Chic et sobre, le mouvement des rideaux de scène noirs offre à la vue des plans géométriques dans lesquels apparaissent et se meuvent chœur et solistes. Sur la scène, on aura savamment dessiné des effets de profondeur et des perspectives aux angles vifs et nets à dominante rouge.
L’« esprit » du lieu étant ainsi défini, toute la place est faite aux voix, à la dramaturgie et à la musique.Une ouverture sans brio ni mordant, un rien poussive s’effaça de notre mémoire pour faire place à un orchestre transparent, discret, d'une musicalité qui nous ravit jusqu’à la dernière mesure. Le chef Villaume sied bien à cette formation comme aux voix de cette production.
Dans ce rôle grandiose, elle a triomphé sur toutes les scènes du monde.
June Anderson aura été une Norma frémissante, d’une vérité dramatique stylée et stylisée. La voix est constamment admirable, legato d’un naturel confondant, prononciation d’une pureté exemplaire, aisance souveraine dans tous les registres, la diva ne prend pas une ride. Son jeu épuré, tout en intériorité, adopte le parti d’une indignation et d’une douleur contenues. Mais, face à un Pollione dont elle découvre la duplicité, confrontée à ses pulsions infanticides, l’aurait-on aimé moins résignée.

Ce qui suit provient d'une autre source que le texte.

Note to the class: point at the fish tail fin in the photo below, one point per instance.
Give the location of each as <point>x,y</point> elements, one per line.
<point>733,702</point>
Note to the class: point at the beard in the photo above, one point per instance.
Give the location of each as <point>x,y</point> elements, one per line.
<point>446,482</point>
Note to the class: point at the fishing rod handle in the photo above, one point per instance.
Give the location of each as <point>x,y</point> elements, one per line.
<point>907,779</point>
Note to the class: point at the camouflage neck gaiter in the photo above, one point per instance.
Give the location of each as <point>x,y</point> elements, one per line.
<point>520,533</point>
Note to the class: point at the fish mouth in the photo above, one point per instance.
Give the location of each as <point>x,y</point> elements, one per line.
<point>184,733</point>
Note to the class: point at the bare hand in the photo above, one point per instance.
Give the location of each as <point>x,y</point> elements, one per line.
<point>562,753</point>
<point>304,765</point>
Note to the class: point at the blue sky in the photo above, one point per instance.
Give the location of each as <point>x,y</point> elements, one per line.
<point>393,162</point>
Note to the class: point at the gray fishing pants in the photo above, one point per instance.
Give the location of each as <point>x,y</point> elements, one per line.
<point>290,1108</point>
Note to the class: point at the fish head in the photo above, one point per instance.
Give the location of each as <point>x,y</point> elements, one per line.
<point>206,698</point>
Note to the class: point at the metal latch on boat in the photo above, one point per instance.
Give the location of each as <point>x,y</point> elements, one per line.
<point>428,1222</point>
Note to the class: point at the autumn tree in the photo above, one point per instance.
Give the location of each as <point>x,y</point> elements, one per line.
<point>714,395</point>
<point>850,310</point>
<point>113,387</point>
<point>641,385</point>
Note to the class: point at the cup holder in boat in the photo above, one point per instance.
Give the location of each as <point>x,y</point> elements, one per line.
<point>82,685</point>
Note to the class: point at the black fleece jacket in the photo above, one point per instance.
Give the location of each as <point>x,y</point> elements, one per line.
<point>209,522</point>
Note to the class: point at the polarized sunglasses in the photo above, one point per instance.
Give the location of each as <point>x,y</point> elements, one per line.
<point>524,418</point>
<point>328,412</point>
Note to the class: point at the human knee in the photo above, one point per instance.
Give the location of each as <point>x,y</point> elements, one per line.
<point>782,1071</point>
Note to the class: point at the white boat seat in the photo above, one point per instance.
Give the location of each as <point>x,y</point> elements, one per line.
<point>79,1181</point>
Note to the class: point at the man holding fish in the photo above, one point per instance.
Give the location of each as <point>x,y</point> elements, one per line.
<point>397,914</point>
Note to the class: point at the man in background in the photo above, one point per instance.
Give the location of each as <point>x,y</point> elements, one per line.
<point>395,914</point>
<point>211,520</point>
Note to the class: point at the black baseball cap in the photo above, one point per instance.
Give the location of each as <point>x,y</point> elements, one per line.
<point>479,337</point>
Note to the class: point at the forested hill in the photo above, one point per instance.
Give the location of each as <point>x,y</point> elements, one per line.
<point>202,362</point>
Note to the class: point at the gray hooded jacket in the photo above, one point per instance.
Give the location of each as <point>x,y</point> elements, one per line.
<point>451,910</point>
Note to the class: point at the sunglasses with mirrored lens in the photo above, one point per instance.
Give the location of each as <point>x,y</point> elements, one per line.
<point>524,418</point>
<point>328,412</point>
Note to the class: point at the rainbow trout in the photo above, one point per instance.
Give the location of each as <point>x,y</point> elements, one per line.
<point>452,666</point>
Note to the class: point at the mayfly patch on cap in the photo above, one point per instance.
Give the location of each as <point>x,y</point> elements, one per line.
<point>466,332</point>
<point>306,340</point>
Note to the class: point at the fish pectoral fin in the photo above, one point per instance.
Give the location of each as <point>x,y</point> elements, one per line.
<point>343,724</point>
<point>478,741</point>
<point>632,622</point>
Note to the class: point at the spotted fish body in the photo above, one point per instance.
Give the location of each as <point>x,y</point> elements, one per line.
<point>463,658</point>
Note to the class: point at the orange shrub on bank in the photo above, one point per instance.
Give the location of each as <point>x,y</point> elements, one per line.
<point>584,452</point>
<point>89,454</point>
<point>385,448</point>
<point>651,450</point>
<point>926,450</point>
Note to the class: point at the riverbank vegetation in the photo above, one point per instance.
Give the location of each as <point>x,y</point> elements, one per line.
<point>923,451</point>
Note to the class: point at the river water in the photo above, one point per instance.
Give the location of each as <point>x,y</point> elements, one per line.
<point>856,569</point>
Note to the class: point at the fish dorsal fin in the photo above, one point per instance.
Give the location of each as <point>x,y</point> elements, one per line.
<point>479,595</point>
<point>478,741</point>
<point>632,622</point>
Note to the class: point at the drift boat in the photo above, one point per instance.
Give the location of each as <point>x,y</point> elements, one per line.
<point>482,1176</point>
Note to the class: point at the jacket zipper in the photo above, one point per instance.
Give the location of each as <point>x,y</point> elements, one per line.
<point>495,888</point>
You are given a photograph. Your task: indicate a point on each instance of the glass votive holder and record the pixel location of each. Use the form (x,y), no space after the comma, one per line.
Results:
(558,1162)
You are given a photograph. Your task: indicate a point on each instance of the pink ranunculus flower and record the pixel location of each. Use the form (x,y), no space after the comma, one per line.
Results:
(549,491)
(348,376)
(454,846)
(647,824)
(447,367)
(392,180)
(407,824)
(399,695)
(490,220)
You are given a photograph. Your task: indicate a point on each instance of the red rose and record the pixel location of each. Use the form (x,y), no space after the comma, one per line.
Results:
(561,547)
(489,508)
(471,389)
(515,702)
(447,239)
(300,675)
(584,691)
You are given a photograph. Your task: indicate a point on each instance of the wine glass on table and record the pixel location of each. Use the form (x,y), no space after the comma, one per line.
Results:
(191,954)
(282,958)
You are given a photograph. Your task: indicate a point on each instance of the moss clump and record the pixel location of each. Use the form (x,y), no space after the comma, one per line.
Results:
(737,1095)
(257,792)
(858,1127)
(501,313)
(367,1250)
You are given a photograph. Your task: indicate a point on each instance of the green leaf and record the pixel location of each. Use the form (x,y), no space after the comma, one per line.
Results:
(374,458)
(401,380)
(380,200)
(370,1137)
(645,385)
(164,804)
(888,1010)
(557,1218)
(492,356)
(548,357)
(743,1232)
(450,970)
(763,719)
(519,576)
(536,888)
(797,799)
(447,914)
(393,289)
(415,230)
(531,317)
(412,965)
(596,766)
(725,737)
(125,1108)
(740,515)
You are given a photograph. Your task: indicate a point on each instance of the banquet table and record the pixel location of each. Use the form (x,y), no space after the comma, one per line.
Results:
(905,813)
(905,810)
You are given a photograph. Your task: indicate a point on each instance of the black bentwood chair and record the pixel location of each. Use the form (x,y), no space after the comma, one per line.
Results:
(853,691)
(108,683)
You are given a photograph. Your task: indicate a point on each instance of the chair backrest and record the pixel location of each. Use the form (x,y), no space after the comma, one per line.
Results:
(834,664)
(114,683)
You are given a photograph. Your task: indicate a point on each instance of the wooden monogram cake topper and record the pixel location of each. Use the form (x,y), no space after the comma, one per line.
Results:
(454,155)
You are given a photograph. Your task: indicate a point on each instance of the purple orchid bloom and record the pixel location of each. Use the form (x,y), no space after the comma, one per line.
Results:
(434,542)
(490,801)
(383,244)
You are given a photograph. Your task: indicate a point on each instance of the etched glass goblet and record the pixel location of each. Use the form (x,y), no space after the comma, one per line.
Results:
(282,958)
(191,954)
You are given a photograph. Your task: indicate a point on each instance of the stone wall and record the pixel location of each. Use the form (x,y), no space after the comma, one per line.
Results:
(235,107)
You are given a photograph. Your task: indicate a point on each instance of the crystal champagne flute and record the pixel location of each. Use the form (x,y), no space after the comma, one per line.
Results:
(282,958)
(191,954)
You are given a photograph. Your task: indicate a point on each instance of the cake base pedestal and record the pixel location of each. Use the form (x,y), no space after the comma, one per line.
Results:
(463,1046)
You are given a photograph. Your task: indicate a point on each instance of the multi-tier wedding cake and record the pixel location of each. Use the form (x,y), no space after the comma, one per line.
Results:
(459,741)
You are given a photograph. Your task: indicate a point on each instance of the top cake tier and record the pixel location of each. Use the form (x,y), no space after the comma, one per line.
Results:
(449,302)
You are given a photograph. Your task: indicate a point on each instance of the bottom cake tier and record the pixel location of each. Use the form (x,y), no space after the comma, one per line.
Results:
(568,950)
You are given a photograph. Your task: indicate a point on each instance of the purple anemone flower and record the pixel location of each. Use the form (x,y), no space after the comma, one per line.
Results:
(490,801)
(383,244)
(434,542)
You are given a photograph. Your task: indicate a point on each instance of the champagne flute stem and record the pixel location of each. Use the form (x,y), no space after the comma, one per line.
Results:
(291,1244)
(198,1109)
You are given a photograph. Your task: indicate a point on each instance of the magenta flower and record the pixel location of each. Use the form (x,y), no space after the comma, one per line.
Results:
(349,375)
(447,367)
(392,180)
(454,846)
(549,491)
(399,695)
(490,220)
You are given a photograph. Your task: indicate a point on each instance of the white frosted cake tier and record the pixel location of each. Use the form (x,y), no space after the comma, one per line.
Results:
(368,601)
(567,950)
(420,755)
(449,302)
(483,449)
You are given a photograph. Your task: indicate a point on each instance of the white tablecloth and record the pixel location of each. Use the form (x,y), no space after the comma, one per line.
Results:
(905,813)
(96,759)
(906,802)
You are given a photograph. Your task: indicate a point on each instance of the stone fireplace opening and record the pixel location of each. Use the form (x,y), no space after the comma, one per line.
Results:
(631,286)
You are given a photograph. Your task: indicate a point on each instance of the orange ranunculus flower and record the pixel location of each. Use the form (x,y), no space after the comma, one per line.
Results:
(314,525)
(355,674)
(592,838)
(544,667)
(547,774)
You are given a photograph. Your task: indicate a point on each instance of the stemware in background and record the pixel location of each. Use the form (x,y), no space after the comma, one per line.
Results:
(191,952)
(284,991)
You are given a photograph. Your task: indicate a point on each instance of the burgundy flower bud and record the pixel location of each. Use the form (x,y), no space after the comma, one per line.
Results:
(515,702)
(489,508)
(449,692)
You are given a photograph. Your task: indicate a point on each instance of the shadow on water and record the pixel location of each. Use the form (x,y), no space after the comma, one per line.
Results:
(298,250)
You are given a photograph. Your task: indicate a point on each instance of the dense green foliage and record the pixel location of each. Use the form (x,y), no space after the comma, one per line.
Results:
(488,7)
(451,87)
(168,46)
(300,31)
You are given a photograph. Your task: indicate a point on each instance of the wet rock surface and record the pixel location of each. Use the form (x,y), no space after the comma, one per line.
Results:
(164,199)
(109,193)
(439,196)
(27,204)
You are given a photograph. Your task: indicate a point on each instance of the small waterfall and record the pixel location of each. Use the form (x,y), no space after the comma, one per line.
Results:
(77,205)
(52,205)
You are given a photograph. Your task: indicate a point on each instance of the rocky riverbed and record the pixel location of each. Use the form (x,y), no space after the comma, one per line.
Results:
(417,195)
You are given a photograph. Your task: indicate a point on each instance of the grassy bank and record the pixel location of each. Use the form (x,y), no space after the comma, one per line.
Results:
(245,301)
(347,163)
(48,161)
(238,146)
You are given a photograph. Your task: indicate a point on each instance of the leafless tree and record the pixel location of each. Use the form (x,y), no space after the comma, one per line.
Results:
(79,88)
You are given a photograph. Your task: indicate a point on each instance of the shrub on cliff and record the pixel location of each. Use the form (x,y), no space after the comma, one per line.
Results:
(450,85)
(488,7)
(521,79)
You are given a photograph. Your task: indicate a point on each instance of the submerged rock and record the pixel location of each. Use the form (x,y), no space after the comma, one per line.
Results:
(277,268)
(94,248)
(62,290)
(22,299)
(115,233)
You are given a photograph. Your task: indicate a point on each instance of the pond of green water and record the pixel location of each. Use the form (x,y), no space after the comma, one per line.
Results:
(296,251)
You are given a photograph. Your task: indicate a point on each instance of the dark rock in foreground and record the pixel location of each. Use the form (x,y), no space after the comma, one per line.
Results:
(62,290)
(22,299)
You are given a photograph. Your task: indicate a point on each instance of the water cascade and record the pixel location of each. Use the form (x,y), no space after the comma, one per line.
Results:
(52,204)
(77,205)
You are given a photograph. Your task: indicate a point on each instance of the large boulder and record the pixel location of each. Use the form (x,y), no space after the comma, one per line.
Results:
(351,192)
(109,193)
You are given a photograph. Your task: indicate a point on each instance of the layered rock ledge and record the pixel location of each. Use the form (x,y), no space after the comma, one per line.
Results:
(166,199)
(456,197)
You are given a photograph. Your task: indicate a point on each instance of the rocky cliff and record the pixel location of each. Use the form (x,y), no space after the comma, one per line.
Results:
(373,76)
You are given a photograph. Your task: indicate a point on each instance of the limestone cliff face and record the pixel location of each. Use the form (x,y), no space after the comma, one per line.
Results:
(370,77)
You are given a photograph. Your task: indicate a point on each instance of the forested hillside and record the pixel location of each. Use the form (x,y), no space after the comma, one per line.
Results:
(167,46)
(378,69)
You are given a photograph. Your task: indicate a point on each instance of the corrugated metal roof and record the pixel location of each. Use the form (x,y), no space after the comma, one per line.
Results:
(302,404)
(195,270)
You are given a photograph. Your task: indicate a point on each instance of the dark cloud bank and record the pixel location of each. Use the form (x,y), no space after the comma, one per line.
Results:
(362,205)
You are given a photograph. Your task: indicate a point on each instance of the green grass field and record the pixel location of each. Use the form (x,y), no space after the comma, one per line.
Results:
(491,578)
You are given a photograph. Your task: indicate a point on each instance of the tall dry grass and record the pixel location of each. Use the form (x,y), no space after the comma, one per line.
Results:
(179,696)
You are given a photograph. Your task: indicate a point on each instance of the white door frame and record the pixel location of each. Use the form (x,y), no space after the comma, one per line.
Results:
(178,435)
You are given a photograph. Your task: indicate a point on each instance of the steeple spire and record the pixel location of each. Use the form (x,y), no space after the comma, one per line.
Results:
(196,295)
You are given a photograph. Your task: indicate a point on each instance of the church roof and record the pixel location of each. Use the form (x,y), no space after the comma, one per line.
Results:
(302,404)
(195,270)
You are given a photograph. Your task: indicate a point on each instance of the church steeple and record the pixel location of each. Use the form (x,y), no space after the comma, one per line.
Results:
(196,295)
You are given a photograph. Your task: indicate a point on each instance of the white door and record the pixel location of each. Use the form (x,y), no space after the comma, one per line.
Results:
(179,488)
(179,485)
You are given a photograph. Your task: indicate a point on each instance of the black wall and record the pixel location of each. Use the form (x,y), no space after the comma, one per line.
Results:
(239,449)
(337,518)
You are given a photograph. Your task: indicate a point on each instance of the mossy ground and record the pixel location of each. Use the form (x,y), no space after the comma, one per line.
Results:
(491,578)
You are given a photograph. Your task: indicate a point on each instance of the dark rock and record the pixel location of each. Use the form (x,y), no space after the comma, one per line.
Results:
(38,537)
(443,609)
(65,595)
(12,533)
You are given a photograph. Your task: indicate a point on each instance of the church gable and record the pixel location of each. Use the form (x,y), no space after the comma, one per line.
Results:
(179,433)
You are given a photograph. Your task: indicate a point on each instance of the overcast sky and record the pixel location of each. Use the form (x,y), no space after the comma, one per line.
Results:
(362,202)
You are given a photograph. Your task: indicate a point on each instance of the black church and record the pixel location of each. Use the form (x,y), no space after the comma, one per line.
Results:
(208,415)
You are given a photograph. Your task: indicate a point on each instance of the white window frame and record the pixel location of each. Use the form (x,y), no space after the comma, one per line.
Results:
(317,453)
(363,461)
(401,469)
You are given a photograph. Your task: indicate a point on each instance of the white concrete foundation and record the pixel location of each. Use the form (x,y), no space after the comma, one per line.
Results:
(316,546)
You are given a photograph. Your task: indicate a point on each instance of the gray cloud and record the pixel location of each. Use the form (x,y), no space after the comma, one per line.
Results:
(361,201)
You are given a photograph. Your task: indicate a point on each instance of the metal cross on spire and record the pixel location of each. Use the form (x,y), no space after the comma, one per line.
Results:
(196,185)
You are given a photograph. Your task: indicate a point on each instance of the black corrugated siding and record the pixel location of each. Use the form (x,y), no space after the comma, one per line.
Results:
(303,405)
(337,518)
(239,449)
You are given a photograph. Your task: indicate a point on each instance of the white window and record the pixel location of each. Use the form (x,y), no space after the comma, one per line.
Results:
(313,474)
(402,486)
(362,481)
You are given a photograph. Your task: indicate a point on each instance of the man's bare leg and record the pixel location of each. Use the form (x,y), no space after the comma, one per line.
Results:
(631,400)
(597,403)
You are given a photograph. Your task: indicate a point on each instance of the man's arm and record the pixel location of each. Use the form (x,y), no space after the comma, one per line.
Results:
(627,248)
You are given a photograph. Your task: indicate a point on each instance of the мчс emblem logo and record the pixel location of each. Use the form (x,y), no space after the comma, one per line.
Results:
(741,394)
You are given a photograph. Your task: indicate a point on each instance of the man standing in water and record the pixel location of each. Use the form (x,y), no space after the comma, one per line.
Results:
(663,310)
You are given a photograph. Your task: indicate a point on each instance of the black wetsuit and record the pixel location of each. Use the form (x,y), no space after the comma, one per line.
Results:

A dire le vrai, ce Pollione, ( rôle ingrat) nous l’aurions imaginé différent. Pour donner la réplique à la passion d’une Norma aussi hiératique, nous aurions apprécié un César plus Auguste.
Zoran Todorovitch, s’il ne manque pas de solidité et de sincérité, fait un peu gaillard, tel un Bernard Tapie égaré chez Corneille.br> Rôle très exposé, Adalgisa a trouvé en Mzia Nioradzé une superbe interprète, une voix pleine et projetée à la ligne de chant d’un beau velours. Les duos avec Norma auront provoqué des records d’apnée.
Renée Auphan, grande intendante de cette scène, donne ici la preuve que les moyens économisés peuvent offrir des économies de moyens à des artistes qui n’attendent que cela et nous avec eux : nous offrir le grand frisson à l’écoute du plus beau des instruments : la voix humaine.